When a gang of outlaws held up the bank, it was the citizens' of the town's money that was being stolen. Making their getaway, the outlaws had to run a gauntlet of armed and angry citizens intent not only on stopping as many bags of money from leaving town as possible, but also in making sure it didn't happen again. The gang would nearly always leave one or more of its members lying dead or wounded in the street. Even if the gang could repeatedly elude pursuing posses of angry victims, the high attrition rate made it increasingly difficult to recruit replacements for the gang members that were left behind. Most of the infamous outlaw gangs faded away from attrition and "lack of enthusiasm" when the profit/loss ratio of crime became unfavorable - without ever being "brought to justice" by official lawman.

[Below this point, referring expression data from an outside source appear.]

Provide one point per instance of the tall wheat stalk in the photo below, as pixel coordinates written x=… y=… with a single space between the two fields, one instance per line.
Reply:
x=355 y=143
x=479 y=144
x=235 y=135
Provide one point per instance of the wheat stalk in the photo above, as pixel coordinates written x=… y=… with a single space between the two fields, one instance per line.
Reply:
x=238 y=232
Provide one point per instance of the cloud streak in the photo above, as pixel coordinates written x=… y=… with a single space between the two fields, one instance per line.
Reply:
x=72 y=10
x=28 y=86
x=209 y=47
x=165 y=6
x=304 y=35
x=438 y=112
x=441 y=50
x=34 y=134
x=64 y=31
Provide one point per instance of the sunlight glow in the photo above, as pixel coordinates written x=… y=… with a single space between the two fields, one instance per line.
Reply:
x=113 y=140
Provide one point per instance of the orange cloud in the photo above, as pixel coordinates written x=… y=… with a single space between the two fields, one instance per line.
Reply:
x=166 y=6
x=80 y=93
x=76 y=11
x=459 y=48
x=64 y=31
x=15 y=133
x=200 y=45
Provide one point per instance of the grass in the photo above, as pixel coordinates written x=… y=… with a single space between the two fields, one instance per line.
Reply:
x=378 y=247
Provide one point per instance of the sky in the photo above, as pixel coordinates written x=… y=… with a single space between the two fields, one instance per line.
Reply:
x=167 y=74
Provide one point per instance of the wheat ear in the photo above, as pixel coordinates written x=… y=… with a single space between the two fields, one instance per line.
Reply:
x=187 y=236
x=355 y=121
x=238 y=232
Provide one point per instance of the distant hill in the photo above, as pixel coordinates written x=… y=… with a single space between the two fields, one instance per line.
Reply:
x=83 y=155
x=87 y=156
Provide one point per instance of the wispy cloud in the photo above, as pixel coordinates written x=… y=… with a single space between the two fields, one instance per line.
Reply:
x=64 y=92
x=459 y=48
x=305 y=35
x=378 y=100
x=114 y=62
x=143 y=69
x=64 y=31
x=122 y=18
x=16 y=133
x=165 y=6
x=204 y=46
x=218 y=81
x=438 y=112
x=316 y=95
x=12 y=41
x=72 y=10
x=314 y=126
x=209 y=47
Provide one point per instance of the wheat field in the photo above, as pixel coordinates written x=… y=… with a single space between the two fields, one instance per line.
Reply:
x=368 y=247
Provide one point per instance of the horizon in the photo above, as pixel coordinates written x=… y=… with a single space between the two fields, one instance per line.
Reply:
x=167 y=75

Perhaps most importantly, the majority of citizens were never called to stand up for their rights. Of those who found themselves obliged to act in their own defense, enough responded assertively to create an expectation of effective defense from all citizens in the minds of potential aggressors. And because most citizens were prepared for violence, they never had to face it. Peace came to the old west because the inhabitants were willing to stand up for themselves and for the natural state of order that develops among cooperative interdependent productive citizens. Without easy victims, the parasites had to find other work. Of course, after the peace was won, the "law" came along and "tamed the wild west". Unfortunately, along with the "law" came lawyers - who are considered by some to now pose a far more destructive and intractable threat to the public well-being than all of the overtly violent outlaws of old.